Daniel Lemire's blog

, 2 min read

ARM instructions do “less work”?

Modern processors can execute several instructions per cycle. Because processors cannot easily run faster (in terms of clock speed), vendors try to get their processors to do more work per cycle.

Apple processors are wide in the sense that they can retire many more instructions per cycle than comparable Intel or AMD processors. However, some people argue that it is unfair because ARM instructions are less powerful and do less work than x64 (Intel/AMD) instructions so that we have performance parity.

Let us verify.

I have a number parsing benchmark that records the number of cycles, instructions and nanosecond spent parsing numbers on average. The number of instructions and cycles is measured using performance counters, as reported by Linux. I parse a standard dataset of numbers (canada.txt), I keep the fast_float numbers (ASCII mode).

system instructions per float cycles per float instructions per cycle
Intel Ice Lake, GCC 11 302 64 4.7
Apple M1, LLVM 14 299 45 6.6

Of course, that’s a single task, but number parsing is fairly generic as a computing task.

Looking the assembly output often does not reveal a massive benefit for x64. Consider the following simple routine:

// parses an integer of length 'l'
// into an int starting with value
// x.
for(int i = 0; i < l; i++) {
  x = 10 * x + (c[i]-'0');
}
return x;

LLVM 16 compiles this to the following optimized ARM assembly:

start:
 ldrb w10, [x1], #1
 subs x8, x8, #1
 madd w10, w0, w9, w10
 sub w0, w10, #48
 b.ne start

Or the following x64 assembly…

start:
  lea eax, [rax + 4*rax]
  movsx edi, byte ptr [rsi + rdx]
  lea eax, [rdi + 2*rax]
  add eax, -48
  inc rdx
  cmp rcx, rdx
  jne start

Though your mileage will vary, I find that for the tasks that I benchmark, I often see as many ARM instructions being retired than x64 instructions.
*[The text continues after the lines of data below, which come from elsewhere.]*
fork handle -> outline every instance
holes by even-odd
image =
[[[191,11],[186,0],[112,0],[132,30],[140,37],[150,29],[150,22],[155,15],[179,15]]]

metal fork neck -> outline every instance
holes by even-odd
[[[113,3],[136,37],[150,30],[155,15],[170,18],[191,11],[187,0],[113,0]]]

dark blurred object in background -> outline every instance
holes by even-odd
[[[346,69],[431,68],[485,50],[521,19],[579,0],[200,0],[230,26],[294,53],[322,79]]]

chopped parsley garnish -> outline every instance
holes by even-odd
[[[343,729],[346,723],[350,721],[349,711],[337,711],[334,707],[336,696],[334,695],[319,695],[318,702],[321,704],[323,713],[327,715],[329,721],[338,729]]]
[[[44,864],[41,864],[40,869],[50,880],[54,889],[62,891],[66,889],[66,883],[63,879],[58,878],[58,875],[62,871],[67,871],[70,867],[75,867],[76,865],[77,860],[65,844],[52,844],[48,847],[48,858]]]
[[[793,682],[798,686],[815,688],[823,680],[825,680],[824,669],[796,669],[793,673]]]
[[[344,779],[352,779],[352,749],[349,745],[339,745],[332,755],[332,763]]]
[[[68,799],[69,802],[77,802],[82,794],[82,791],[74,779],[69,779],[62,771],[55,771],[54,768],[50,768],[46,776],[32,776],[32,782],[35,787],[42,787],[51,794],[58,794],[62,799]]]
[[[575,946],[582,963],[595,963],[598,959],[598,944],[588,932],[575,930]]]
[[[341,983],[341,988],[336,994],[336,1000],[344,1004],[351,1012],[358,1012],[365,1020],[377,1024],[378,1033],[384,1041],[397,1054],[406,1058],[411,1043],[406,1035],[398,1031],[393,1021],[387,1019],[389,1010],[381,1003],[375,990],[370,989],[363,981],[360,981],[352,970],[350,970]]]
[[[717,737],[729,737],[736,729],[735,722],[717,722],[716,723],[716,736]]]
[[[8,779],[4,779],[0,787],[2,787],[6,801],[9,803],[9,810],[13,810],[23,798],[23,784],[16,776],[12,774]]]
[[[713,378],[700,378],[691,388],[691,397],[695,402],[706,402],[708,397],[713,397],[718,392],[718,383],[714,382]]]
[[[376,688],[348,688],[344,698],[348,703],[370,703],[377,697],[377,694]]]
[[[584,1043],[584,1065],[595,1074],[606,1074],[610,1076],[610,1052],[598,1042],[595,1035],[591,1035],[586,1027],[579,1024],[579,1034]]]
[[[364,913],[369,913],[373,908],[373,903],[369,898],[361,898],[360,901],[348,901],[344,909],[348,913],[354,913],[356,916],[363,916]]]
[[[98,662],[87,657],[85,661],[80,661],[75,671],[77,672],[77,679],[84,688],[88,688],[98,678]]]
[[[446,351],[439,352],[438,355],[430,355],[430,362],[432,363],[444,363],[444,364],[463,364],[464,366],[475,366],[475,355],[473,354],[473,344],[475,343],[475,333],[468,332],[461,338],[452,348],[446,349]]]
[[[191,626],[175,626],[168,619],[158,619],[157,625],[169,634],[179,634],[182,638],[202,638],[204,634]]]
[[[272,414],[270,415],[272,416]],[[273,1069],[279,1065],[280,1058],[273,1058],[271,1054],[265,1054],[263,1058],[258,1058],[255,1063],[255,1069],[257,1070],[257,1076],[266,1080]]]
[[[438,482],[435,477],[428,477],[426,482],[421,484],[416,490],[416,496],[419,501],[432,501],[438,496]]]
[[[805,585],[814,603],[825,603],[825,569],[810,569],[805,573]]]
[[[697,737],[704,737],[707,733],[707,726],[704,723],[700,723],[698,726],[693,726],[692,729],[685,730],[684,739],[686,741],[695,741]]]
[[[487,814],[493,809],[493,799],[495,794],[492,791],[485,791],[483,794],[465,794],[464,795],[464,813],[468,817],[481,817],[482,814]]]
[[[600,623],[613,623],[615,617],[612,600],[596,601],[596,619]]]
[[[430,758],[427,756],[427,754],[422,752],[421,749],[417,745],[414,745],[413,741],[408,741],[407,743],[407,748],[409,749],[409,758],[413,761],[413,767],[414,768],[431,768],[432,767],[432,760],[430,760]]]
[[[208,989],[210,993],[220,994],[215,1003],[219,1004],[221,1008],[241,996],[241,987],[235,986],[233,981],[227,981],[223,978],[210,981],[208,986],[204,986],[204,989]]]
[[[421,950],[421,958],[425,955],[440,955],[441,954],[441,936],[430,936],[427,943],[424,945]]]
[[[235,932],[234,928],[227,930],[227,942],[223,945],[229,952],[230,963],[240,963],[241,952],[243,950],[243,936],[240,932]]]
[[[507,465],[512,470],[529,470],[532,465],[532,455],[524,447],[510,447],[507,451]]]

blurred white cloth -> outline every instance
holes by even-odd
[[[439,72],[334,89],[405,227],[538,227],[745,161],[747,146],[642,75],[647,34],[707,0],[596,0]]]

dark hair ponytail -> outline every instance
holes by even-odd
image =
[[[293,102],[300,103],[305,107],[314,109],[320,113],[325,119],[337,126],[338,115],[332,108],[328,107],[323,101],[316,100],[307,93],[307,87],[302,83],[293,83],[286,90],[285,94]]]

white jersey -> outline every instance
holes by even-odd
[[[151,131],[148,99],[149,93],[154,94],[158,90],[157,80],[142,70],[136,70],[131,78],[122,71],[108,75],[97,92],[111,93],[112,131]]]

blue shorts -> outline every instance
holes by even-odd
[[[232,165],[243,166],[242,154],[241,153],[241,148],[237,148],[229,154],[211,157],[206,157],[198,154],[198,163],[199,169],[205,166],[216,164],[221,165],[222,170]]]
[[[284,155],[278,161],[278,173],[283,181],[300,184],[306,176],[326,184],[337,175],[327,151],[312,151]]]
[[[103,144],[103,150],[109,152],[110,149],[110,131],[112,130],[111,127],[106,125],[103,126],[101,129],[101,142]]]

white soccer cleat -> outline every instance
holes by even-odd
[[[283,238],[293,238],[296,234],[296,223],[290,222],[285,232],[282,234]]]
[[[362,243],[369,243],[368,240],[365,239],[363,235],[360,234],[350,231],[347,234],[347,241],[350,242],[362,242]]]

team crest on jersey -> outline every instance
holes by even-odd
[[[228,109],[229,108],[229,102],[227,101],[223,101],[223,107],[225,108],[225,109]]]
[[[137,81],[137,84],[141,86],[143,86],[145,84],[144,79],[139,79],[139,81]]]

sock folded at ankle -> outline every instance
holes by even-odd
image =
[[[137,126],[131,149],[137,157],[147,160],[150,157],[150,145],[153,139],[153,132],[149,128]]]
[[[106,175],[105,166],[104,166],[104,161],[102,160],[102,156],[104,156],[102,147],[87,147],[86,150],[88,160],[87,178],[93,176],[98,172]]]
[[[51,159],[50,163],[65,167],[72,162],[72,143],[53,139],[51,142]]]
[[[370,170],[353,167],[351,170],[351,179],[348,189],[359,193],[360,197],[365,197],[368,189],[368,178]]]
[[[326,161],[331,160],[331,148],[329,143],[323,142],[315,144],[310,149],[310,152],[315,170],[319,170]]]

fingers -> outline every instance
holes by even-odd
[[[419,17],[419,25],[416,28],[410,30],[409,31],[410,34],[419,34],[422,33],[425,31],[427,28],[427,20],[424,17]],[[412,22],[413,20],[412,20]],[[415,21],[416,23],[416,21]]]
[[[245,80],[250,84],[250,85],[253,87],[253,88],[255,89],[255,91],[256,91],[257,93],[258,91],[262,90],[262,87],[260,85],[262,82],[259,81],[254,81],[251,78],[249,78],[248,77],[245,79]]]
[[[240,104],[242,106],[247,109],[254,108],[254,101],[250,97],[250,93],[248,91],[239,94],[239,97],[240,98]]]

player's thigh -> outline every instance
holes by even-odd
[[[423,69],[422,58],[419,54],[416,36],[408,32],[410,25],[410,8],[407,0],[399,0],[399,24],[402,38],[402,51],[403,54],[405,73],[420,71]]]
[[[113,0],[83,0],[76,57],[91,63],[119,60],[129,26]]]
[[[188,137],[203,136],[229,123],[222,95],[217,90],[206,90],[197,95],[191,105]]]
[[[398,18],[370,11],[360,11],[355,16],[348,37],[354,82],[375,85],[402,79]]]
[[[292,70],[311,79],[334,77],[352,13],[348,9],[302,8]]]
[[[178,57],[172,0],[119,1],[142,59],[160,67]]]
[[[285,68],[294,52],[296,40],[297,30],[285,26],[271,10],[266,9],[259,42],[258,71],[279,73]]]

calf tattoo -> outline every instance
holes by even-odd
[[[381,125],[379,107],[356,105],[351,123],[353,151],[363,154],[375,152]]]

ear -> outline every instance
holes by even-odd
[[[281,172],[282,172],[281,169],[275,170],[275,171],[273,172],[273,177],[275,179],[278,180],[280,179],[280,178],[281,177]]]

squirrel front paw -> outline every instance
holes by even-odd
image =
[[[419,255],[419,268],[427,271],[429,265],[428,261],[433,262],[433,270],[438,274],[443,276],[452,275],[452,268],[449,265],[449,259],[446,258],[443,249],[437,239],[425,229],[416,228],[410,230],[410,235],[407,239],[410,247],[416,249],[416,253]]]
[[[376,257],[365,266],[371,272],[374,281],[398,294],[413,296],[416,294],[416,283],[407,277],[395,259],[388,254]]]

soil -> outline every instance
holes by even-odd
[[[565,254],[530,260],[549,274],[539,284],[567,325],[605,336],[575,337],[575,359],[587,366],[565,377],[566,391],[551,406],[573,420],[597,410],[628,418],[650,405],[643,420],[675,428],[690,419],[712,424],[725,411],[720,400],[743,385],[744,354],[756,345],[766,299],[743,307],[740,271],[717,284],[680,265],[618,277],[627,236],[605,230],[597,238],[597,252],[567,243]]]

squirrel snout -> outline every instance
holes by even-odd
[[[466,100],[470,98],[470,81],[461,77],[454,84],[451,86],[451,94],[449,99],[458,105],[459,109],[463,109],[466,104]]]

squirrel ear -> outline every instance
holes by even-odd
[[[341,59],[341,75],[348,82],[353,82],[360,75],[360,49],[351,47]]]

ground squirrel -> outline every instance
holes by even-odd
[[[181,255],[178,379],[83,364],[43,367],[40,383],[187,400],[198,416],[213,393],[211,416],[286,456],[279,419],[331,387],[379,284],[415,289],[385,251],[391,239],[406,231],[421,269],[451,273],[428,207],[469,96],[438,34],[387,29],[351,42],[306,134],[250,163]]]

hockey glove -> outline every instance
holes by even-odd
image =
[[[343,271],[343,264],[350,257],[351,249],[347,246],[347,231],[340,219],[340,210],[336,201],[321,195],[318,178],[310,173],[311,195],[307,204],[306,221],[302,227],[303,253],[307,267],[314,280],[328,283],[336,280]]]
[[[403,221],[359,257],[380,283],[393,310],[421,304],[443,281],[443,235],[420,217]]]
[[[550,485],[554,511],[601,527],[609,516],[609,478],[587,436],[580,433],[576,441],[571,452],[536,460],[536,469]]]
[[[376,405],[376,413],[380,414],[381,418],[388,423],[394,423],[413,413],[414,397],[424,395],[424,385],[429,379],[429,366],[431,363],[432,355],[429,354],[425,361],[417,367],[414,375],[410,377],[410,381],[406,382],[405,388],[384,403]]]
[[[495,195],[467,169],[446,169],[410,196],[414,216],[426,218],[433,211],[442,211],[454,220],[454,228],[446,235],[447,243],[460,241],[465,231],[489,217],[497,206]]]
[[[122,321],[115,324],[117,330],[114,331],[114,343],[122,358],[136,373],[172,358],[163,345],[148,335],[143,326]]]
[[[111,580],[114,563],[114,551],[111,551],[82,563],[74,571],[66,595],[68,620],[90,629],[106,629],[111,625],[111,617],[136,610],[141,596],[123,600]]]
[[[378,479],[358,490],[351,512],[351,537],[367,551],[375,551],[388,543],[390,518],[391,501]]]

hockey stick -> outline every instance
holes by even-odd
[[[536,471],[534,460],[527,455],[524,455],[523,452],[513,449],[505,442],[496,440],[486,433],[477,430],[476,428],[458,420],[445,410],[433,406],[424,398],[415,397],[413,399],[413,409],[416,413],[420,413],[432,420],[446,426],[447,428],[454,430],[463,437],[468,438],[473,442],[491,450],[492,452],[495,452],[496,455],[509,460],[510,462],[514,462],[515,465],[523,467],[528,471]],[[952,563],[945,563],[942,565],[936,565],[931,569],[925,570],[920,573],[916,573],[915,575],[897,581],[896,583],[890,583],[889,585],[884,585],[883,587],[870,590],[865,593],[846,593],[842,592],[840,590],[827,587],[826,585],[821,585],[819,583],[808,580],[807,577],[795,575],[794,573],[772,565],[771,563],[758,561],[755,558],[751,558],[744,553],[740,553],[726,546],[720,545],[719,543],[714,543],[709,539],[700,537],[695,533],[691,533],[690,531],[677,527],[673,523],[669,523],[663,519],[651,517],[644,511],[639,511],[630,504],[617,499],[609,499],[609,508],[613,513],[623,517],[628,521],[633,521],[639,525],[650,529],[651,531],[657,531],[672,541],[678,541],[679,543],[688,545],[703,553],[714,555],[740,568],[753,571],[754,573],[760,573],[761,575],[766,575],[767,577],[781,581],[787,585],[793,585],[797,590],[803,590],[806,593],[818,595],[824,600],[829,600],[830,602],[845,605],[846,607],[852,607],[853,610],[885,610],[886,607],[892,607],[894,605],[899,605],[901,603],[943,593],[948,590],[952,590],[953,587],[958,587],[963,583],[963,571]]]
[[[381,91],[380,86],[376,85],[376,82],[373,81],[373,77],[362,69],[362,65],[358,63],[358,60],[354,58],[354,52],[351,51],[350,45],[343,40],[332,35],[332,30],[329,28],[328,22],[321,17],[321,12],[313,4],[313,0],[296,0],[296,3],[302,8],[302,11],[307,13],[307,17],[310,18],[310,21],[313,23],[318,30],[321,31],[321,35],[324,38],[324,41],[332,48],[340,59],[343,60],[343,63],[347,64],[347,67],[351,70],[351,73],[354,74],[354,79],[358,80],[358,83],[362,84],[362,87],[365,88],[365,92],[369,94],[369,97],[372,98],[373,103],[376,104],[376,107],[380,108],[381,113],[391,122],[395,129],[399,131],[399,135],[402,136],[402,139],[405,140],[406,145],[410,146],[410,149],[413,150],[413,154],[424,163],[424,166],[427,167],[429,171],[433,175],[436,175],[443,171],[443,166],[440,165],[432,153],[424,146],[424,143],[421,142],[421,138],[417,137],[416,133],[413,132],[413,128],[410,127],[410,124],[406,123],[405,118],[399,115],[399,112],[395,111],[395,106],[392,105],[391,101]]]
There are differences, but they are small.

For example, in a URL parsing benchmark, I find that ARM requires 2444 instructions to parse a URL on average, against 2162 instructions for x64: a 13% benefit for x64. That’s not zero but it is not a massive benefit that overrides other concerns.

However, Apple processors definitively retire more instructions per cycle than Intel processors.